We don’t go on holidays. I have never seen the sea or the mountains. Instead, twice a year, we travel to Czechoslovakia to see our relations. My mother’s small, nervous family with another only child who is my age, and with my grandmother, who is my treasure. My father’s large, confident family with my other grandmother, who cooks rich food that I have to be coaxed to eat. Everyone is Jewish. No one from either family has ever married out. When I see them for the last time I do not know it is the last time.
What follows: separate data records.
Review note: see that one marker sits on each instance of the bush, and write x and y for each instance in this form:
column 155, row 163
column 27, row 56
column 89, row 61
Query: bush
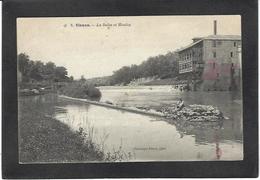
column 81, row 90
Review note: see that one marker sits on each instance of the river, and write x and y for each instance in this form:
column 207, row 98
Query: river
column 147, row 138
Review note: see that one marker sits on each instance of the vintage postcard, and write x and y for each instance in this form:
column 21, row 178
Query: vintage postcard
column 129, row 89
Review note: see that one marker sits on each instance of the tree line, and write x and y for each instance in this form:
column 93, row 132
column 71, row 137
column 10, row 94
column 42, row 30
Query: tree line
column 161, row 66
column 30, row 70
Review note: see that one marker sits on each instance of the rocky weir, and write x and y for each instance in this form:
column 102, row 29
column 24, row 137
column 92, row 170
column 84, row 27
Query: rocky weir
column 192, row 114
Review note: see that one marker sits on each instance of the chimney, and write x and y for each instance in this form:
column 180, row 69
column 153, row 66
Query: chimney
column 215, row 27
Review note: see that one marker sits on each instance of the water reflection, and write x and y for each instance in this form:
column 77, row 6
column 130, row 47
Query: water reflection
column 148, row 138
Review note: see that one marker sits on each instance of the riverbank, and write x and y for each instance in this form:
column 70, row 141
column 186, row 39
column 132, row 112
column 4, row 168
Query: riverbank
column 45, row 139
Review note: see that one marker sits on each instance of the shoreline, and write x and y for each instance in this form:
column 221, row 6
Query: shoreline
column 42, row 138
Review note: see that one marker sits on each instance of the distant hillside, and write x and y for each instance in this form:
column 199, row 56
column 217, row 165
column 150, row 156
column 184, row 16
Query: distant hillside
column 161, row 66
column 100, row 81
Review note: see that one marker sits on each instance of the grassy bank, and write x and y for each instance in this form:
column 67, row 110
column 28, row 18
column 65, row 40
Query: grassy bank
column 45, row 139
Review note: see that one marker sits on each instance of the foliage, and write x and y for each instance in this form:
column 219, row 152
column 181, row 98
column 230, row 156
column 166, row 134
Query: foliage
column 42, row 138
column 161, row 66
column 30, row 70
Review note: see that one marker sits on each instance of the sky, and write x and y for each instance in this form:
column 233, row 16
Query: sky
column 97, row 46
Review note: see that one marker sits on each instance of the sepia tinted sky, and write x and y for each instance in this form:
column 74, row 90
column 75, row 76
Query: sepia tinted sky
column 95, row 51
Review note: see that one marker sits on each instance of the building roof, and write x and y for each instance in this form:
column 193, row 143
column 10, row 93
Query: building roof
column 212, row 37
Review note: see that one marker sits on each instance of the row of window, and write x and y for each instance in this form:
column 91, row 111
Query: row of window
column 215, row 54
column 215, row 43
column 185, row 66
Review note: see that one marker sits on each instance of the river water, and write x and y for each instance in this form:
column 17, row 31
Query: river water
column 147, row 138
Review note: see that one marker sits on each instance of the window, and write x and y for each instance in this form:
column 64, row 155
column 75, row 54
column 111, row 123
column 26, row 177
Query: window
column 214, row 43
column 214, row 54
column 219, row 42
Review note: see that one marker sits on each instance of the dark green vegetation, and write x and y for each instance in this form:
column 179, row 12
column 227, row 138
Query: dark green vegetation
column 80, row 89
column 30, row 71
column 45, row 139
column 161, row 66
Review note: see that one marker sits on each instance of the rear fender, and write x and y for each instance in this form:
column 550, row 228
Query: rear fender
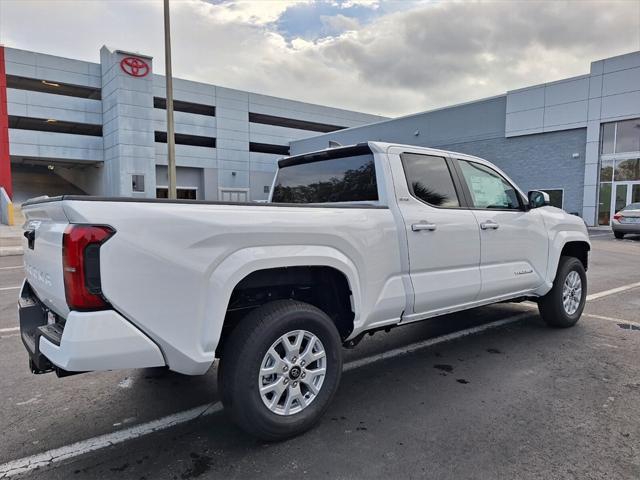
column 557, row 244
column 241, row 263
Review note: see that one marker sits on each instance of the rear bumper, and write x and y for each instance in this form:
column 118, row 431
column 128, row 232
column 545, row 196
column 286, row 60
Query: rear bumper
column 85, row 341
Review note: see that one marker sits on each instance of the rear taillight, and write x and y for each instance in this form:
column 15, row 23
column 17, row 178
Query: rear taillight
column 81, row 265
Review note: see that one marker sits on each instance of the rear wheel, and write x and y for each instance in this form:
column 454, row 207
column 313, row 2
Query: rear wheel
column 563, row 305
column 280, row 369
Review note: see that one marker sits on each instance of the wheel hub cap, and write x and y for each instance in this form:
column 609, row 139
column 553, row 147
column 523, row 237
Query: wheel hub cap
column 572, row 292
column 292, row 372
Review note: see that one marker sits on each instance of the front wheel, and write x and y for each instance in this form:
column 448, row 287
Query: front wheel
column 562, row 306
column 280, row 368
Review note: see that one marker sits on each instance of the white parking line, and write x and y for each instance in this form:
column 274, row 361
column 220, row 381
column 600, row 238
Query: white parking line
column 56, row 455
column 612, row 319
column 5, row 289
column 606, row 293
column 27, row 464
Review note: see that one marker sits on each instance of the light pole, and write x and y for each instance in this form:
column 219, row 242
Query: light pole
column 171, row 143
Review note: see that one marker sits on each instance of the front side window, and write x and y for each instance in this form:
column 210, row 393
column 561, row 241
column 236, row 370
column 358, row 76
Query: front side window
column 487, row 187
column 556, row 196
column 346, row 179
column 429, row 180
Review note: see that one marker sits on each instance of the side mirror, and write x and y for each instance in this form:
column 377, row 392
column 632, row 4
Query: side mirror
column 538, row 199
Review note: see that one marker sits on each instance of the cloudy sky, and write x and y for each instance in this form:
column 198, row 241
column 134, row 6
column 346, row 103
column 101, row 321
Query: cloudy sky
column 390, row 57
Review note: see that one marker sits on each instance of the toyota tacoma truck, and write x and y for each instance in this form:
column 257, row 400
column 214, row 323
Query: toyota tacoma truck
column 353, row 240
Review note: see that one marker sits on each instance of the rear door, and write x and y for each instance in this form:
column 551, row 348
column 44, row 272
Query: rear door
column 513, row 240
column 442, row 236
column 44, row 226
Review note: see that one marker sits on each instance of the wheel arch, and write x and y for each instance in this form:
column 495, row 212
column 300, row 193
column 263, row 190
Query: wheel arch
column 571, row 244
column 256, row 266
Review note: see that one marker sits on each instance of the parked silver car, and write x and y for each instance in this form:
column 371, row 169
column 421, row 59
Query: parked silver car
column 627, row 220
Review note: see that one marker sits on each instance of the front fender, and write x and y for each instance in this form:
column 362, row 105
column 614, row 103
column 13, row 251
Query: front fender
column 238, row 265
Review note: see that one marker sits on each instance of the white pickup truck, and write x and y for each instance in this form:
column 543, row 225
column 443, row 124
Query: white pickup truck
column 353, row 240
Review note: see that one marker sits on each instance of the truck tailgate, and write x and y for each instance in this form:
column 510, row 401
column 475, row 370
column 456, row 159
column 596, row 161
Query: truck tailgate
column 44, row 226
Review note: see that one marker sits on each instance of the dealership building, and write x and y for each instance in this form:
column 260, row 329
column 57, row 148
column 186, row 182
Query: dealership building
column 69, row 126
column 576, row 138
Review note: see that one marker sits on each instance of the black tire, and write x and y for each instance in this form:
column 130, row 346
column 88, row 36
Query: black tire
column 551, row 306
column 242, row 357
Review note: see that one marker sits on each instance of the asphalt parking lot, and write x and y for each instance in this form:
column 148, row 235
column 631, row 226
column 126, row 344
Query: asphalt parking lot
column 517, row 400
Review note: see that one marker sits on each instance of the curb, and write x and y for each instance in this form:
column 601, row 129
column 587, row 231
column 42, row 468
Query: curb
column 10, row 251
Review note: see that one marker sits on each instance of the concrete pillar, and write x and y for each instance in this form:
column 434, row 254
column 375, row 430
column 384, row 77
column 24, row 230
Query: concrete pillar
column 592, row 154
column 127, row 118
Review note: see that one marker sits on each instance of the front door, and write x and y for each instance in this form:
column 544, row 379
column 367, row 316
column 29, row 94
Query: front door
column 513, row 241
column 442, row 237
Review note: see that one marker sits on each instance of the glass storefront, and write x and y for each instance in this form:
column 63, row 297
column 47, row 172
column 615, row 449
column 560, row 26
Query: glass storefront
column 619, row 167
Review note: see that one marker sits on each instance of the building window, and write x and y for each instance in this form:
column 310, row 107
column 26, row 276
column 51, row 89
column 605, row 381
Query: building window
column 627, row 170
column 183, row 139
column 268, row 148
column 292, row 123
column 137, row 183
column 621, row 137
column 53, row 125
column 187, row 107
column 556, row 196
column 54, row 87
column 181, row 193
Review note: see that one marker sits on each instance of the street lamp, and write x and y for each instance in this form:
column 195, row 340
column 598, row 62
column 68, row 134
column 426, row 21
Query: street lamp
column 171, row 141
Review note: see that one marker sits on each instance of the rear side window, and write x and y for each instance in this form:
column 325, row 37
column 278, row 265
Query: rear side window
column 347, row 179
column 487, row 187
column 429, row 180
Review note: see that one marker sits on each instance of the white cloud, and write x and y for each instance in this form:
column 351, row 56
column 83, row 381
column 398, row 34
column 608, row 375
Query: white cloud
column 433, row 55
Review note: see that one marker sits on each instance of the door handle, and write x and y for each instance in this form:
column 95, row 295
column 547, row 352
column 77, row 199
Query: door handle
column 417, row 227
column 489, row 225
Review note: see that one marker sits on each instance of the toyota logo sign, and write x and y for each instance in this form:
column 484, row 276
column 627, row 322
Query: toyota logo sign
column 135, row 67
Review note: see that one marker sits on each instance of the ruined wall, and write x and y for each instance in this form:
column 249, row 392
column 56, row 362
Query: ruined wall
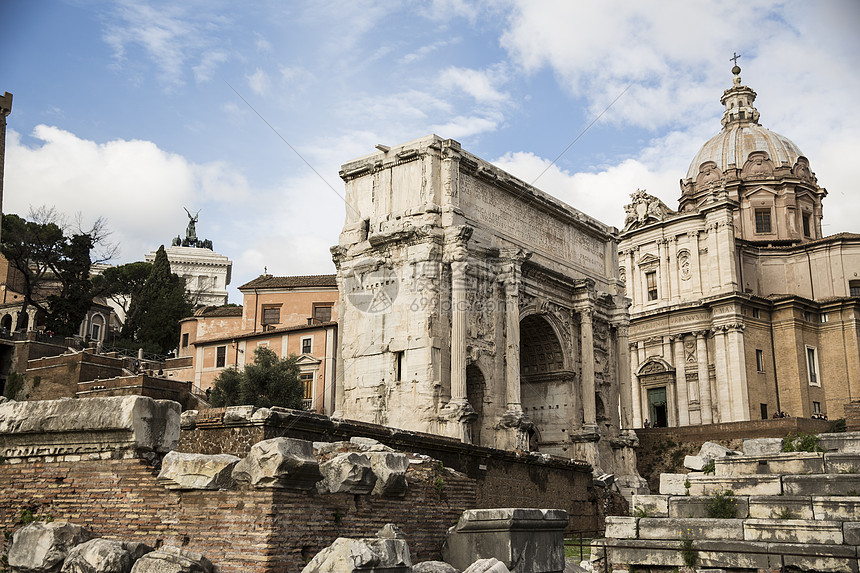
column 248, row 530
column 502, row 479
The children in my school are not all Jewish. I am the only Jewish child in my class. Herman is one year behind and Hugo is two years ahead. We three go together to Hebrew class on Saturday afternoons, when we learn the language parrot fashion: the alphabet, the sounds, the prayers, line by line with the translation into German. At school, we are not allowed to stay in the classroom for ‘Catholic education’. I sit in the cloakroom with two Protestant children
and wait until the lesson is over.

I take sandwiches every day for the mid-morning break and I take extra ones for Gertrude, who comes from a poor family, the teacher says. I like Gertrude. She is tall and bony with black, lank hair and ringed, dark eyes. She comes to my house but I am never asked to hers and I never meet any of her family.
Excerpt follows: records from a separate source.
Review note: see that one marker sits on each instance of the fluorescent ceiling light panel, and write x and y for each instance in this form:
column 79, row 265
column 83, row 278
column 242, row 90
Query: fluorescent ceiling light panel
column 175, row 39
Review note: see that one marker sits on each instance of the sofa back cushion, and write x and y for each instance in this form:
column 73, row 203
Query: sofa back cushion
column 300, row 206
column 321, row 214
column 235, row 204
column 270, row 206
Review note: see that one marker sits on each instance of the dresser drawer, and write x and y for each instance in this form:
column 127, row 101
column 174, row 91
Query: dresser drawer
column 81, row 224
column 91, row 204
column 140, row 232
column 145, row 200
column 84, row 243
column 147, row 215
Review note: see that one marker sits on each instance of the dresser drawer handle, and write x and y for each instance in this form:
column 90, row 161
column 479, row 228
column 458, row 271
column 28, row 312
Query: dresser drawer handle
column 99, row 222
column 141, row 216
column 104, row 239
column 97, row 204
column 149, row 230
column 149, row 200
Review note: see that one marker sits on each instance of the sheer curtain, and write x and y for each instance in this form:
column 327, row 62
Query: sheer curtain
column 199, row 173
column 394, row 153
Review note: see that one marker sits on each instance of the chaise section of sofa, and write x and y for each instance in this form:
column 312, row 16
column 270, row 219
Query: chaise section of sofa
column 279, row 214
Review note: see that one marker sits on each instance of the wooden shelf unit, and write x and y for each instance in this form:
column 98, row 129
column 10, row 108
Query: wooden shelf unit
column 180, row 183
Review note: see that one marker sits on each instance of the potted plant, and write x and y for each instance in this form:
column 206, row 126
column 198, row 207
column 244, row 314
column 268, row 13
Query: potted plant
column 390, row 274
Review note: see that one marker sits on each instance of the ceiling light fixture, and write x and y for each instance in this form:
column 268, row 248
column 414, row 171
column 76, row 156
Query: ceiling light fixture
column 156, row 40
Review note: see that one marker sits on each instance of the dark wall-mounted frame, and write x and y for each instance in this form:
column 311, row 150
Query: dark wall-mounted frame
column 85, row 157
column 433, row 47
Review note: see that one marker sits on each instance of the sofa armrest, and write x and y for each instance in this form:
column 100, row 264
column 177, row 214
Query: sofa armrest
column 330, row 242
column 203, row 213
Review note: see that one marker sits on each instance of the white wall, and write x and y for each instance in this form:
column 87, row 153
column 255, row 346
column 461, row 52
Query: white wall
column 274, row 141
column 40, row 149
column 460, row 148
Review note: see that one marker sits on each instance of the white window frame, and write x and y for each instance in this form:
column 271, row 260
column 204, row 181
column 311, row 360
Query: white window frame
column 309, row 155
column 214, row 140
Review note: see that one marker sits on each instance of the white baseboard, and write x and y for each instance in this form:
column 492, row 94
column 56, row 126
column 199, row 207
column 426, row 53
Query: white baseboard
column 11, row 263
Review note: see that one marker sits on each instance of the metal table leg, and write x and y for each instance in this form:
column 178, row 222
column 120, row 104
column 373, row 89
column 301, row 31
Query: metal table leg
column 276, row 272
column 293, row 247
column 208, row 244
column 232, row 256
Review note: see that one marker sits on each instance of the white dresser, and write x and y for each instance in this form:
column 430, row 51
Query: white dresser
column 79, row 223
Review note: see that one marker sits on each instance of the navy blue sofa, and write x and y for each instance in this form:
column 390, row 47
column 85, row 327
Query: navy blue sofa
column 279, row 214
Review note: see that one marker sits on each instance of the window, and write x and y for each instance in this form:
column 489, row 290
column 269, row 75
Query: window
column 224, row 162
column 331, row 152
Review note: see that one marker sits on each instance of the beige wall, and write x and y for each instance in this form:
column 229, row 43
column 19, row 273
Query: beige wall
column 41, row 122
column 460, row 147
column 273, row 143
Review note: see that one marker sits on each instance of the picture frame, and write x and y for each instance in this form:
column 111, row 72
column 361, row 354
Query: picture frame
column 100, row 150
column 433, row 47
My father’s secretary is not Jewish. She spends a great deal of time with us because, my mother says, she is a lonely person, without a husband or children. So the secretary becomes my best friend. ‘Fräulein’ plays with me, reads to me, takes me out, talks to me about her hard life. My mother says that Fräulein has patience, an admired quality in our more restless household.
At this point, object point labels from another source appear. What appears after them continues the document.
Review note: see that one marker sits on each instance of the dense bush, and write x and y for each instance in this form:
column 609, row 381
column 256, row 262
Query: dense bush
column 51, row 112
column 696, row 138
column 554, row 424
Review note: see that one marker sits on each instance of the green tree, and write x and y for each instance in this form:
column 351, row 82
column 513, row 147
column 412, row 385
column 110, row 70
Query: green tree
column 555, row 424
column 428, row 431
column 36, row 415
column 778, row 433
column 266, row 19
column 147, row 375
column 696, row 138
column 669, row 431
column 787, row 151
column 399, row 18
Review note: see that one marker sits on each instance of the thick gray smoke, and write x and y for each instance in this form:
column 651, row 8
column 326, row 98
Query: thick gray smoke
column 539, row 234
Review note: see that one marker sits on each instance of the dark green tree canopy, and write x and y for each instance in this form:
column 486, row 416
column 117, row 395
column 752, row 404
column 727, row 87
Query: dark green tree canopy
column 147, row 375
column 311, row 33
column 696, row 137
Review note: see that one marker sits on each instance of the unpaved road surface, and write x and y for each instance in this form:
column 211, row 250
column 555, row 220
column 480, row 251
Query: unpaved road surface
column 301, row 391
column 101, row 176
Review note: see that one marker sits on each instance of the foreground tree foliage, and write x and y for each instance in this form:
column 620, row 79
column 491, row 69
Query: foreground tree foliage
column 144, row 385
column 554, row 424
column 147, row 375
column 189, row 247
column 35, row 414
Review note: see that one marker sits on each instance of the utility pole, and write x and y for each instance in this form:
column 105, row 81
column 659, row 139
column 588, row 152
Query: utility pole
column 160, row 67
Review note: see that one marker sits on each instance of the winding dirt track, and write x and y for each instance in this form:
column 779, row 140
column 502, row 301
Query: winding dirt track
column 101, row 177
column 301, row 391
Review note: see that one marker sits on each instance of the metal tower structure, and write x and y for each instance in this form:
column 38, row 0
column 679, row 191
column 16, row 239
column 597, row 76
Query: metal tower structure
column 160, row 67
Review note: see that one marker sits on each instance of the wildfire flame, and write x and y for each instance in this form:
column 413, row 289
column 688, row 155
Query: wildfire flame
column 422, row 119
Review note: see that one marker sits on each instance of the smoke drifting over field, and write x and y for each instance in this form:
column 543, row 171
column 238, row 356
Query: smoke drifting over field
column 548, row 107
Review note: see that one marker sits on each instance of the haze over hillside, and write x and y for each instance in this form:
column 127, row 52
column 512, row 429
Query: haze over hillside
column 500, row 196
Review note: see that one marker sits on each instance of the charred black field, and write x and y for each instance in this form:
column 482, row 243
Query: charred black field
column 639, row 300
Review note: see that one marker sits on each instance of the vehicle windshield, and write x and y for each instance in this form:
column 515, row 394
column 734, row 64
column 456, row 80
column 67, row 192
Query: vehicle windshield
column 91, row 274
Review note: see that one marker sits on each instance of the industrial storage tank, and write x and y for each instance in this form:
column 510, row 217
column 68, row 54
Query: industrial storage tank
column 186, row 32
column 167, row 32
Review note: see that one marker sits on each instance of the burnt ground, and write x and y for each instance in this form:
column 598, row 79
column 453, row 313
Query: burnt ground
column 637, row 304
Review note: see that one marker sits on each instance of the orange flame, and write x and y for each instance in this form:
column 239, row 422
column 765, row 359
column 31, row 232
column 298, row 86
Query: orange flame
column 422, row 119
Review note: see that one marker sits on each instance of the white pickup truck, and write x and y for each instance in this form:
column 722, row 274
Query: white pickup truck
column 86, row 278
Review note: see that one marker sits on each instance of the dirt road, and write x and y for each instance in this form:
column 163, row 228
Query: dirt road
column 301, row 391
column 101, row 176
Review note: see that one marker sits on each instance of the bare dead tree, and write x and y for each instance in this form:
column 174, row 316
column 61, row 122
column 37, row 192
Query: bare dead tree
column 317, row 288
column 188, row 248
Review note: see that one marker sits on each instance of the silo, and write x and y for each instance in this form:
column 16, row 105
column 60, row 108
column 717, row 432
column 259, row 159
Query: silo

Our neighbours are not Jewish. They are decent Austrians. They are not anti-Semitic. The doctor’s elderly parents are ‘solid’, my parents say. Her sister is considered to be more flighty, and confirms this view when she marries a member of the National Socialist Party. But that comes later. Now, the apartment next door is homely and I am welcome any time. There are always baked biscuits and apples from their own tree. The doctor’s mother lets me watch while she cooks; it doesn’t make her irritable as it does my own mother, and I like to watch. I also like to watch the doctor’s father while he works in the garden. I trail around after him. He gives me his attention but we hardly speak.

This Christmas is exactly like all the others. As soon as it is dark, Dr Richter rings our bell, I am ready, I open the door, I take her hand and cross the hall with her and we go into her festive home. Half an hour later my parents come to collect me. I am tearful and they wisely remove me rapidly, wishing our neighbours a Merry Christmas.

There are no more such Christmases to come.